Co roku ponad 100 tysięcy osób ginie ze względu na wyznawaną wiarę. Tak jest w XXI wieku.
Zanim jednak będę kontynuował, muszę się przyznać do kłamstwa.
Owszem ginie ponad 100 tysięcy osób, jednak nie są to Żydzi a chrześcijanie.
To przykre ale 100 tysięcy zabitych chrześcijan nie robi na nikim wrażenia a 100 tysięcy Żydów już robi. Dlatego zdecydowałem się zwrócić uwagę na masowe mordy dając taki a nie inny tytuł.
Chrześcijanie doświadczają prześladowań w kilkudziesięciu krajach świata.
Organizacja Pomoc Kościołowi w Potrzebie w raporcie „Prześladowani i zapomniani. Raport o prześladowaniach chrześcijan w latach 2009-2010” pisze o prześladowaniach w 70 krajach świata, które dotykają 200 milionów ludzi.
http://www.pkwp.org/kampanie/raport_przesladowani_i_zapomniani_(2009-2010)/
Raport Open Doors zwraca uwagę że do największych prześladowań chrześcijan dochodziło w Korei Północnej, Afganistanie, na Malediwach, w Somalii i Arabii Saudyjskiej. Bardzo zła sytuacja panuje w Republice Środkowoafrykańskiej, Syrii, Pakistanie, Egipcie i Iraku.
http://www.opendoorsuk.org/resources/documents/WorldWatchList.pdf
W Europie można najwyżej mówić o dyskryminacji chrześcijan.
http://www.wprost.pl/ar/350573/Chrzescijanie-w-Europie-sa-dyskryminowani/
Według organizacji International Society for Human Rights, 80 procent naruszeń wolności religijnej na świecie dotyczy właśnie chrześcijan.

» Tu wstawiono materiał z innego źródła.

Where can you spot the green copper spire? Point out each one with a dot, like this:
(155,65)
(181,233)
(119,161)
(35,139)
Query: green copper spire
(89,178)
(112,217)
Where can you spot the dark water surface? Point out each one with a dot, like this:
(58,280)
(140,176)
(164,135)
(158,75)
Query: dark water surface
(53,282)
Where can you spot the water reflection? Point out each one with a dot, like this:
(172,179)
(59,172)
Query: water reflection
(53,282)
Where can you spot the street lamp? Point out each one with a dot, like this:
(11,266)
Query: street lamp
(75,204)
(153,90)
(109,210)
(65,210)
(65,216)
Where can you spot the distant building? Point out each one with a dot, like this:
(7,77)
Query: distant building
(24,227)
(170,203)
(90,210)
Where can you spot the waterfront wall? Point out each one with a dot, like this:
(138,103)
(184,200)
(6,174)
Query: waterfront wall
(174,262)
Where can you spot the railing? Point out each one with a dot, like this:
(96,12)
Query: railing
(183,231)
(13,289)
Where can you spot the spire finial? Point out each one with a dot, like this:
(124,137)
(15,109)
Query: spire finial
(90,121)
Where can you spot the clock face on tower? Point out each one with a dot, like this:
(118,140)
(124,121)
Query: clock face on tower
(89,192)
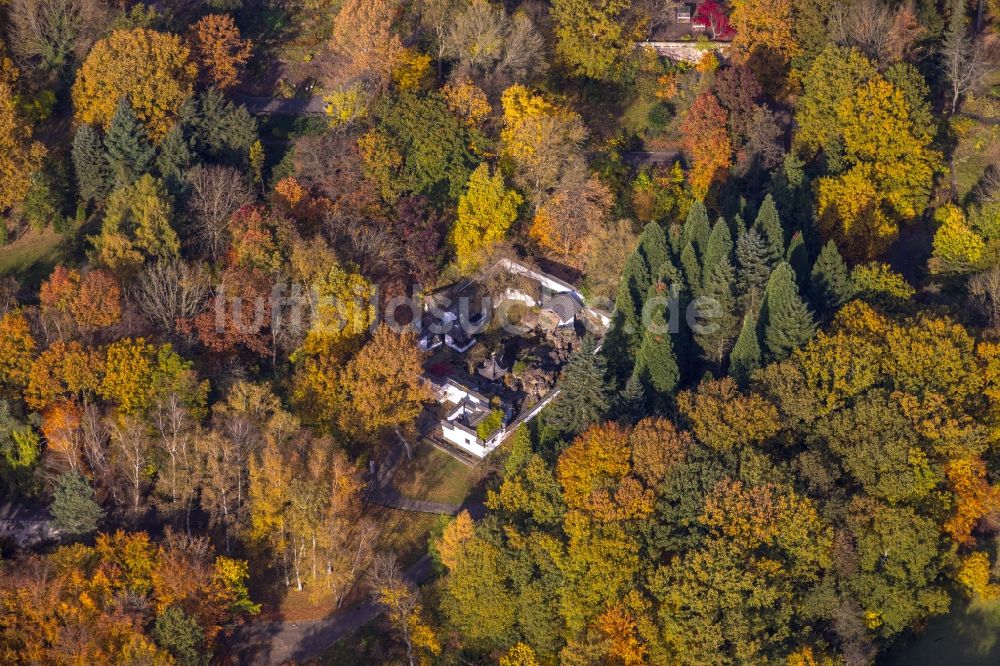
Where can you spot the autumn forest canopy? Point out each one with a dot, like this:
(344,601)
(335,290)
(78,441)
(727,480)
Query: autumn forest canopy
(719,374)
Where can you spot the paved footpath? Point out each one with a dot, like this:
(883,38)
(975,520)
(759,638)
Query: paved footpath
(275,643)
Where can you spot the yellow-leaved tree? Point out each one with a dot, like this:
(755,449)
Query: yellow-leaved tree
(957,247)
(485,214)
(889,175)
(539,142)
(136,226)
(152,69)
(763,25)
(220,50)
(22,157)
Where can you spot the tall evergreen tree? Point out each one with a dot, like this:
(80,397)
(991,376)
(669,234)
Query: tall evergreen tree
(745,357)
(691,268)
(830,281)
(90,164)
(792,193)
(623,340)
(220,129)
(129,150)
(797,257)
(697,228)
(653,247)
(715,336)
(768,225)
(657,363)
(584,396)
(174,158)
(752,269)
(786,320)
(74,510)
(720,247)
(630,407)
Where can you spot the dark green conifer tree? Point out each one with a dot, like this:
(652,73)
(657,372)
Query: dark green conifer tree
(630,407)
(697,228)
(745,357)
(90,165)
(797,257)
(583,398)
(657,363)
(720,247)
(752,269)
(793,193)
(830,281)
(174,158)
(691,268)
(715,335)
(653,247)
(130,152)
(785,319)
(768,225)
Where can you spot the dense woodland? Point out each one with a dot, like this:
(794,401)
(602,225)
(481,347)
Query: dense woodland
(785,450)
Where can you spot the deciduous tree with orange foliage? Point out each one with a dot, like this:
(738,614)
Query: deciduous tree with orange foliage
(152,69)
(97,602)
(219,49)
(722,417)
(362,35)
(705,138)
(383,385)
(17,350)
(22,157)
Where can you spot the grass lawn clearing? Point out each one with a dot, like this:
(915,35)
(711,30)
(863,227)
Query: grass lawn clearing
(435,476)
(967,636)
(31,257)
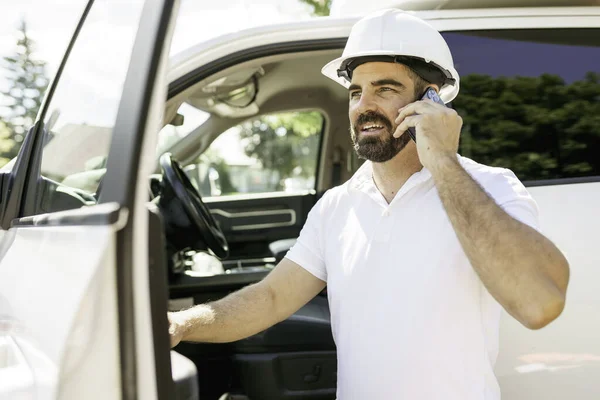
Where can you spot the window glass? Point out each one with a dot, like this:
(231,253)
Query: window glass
(188,118)
(530,100)
(273,153)
(82,111)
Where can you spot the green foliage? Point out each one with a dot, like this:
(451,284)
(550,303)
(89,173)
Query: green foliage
(541,128)
(285,143)
(28,82)
(321,8)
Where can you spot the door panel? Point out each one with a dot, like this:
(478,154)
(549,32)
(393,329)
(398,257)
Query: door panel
(252,223)
(561,361)
(59,300)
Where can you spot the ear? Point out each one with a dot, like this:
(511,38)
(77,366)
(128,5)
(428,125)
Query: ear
(435,87)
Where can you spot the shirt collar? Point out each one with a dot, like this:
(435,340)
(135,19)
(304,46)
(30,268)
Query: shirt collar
(362,180)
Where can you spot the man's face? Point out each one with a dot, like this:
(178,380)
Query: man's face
(377,91)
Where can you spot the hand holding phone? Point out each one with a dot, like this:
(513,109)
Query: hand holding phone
(430,94)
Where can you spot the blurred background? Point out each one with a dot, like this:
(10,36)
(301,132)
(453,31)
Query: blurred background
(35,33)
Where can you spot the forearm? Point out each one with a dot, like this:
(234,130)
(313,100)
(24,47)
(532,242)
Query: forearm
(237,316)
(521,268)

Istnieje obecnie pięć źródeł krwawych prześladowań:
1) Islam wojujący.
2) Radykalny hinduizm.
3) Radykalny buddyzm.
4) Komunistyczne reżimy totalitarne.
5) Reżimy autorytarne.
http://www.pkwp.org/kampanie/raport_przesladowani_i_zapomniani_(2009-2010)/
https://www.kapucyni.pl/index.php/aktualnopci-mainmenu-389/3548-przesladowania-chrzescijan-raport
Chrześcijanie są pozbawiani wielu praw takich jak: prawa do ochrony przed bezprawnym zatrzymaniem, prawa do sprawiedliwego procesu i dostępu do wymiaru sprawiedliwości, prawa do niestosowania tortur, prawa do posiadania rodziny.

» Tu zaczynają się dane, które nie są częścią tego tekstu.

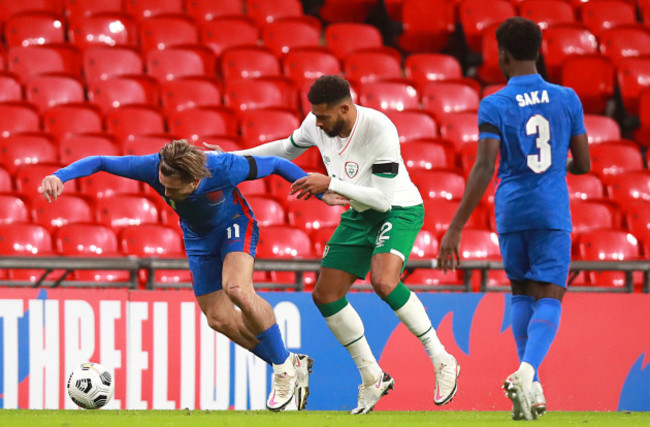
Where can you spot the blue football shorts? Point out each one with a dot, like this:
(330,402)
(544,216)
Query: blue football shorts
(207,253)
(540,255)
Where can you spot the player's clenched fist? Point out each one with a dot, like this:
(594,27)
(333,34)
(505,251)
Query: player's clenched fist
(51,187)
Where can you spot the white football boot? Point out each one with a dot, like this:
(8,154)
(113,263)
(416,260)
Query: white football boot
(303,365)
(369,395)
(447,372)
(521,396)
(282,388)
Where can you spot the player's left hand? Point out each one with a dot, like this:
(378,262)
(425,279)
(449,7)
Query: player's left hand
(310,185)
(335,199)
(449,249)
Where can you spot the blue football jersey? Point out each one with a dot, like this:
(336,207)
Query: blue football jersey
(534,120)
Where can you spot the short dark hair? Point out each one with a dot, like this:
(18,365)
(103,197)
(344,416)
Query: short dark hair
(520,37)
(329,89)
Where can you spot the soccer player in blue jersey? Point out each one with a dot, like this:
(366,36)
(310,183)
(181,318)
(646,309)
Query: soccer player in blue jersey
(220,235)
(532,125)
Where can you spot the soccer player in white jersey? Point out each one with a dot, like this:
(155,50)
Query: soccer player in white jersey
(361,151)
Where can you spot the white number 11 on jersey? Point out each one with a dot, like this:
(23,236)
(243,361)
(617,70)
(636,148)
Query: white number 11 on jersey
(537,124)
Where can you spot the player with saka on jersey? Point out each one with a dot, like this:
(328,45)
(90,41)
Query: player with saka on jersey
(361,151)
(533,125)
(220,235)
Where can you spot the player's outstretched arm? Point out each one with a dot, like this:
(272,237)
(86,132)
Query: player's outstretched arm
(51,187)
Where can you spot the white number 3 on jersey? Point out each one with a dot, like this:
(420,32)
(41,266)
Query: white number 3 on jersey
(537,124)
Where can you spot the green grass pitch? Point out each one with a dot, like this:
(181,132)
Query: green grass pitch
(53,418)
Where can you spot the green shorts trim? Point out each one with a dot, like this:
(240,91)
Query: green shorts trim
(360,235)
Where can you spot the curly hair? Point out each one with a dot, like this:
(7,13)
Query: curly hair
(182,159)
(329,89)
(520,37)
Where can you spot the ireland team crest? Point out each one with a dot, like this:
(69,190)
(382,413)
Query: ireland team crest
(351,169)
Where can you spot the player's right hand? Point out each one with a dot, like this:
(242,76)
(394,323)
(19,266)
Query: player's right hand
(213,147)
(51,187)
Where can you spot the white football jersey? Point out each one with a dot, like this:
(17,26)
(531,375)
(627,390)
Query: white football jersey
(373,140)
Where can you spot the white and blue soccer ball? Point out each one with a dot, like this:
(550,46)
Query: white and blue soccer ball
(91,385)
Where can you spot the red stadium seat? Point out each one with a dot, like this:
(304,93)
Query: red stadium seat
(29,177)
(413,125)
(285,35)
(89,240)
(18,117)
(105,28)
(310,215)
(141,145)
(623,42)
(68,209)
(47,91)
(211,10)
(611,158)
(442,98)
(76,9)
(427,25)
(263,11)
(363,67)
(306,65)
(285,242)
(103,185)
(10,89)
(155,241)
(607,245)
(228,31)
(21,149)
(250,94)
(142,9)
(426,155)
(267,210)
(585,187)
(601,129)
(547,12)
(562,41)
(193,122)
(589,215)
(34,27)
(122,210)
(28,61)
(259,126)
(248,62)
(185,61)
(459,128)
(437,183)
(11,8)
(13,210)
(126,122)
(64,119)
(596,87)
(389,96)
(168,30)
(346,37)
(423,68)
(6,183)
(601,15)
(79,145)
(637,218)
(189,92)
(105,62)
(633,75)
(627,187)
(25,240)
(476,15)
(123,90)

Jednak co najważniejsze zabija się ich za ich wiarę.
Wiele historii mrozi krew w żyłach. Wypalanie kwasem siarkowym wytatuowanych krzyży, spalenie żywcem, gwałty, porwania kobiet, strzał w głowę za czytanie Biblii – to tylko niektóre z ohydnych zbrodni jakie spotykają wyznawców Chrystusa.
„Chrześcijanka Kamalini Naik, będąca w siódmym miesiącu ciąży, została otoczona przez fanatyczny tłum hinduistów domagający się od niej wyrzeczenia się wiary w Chrystusa. Gdy odmówiła, ona oraz jej roczny synek zostali – wedle zeznań naocznych świadków – „pocięci na kawałki”.
Najczęściej jednak podczas nawracania używano benzyny. Ten, kto nie chciał wyrzec się wiary w Chrystusa i powrócić do hinduizmu, był oblewany benzyną i podpalany.”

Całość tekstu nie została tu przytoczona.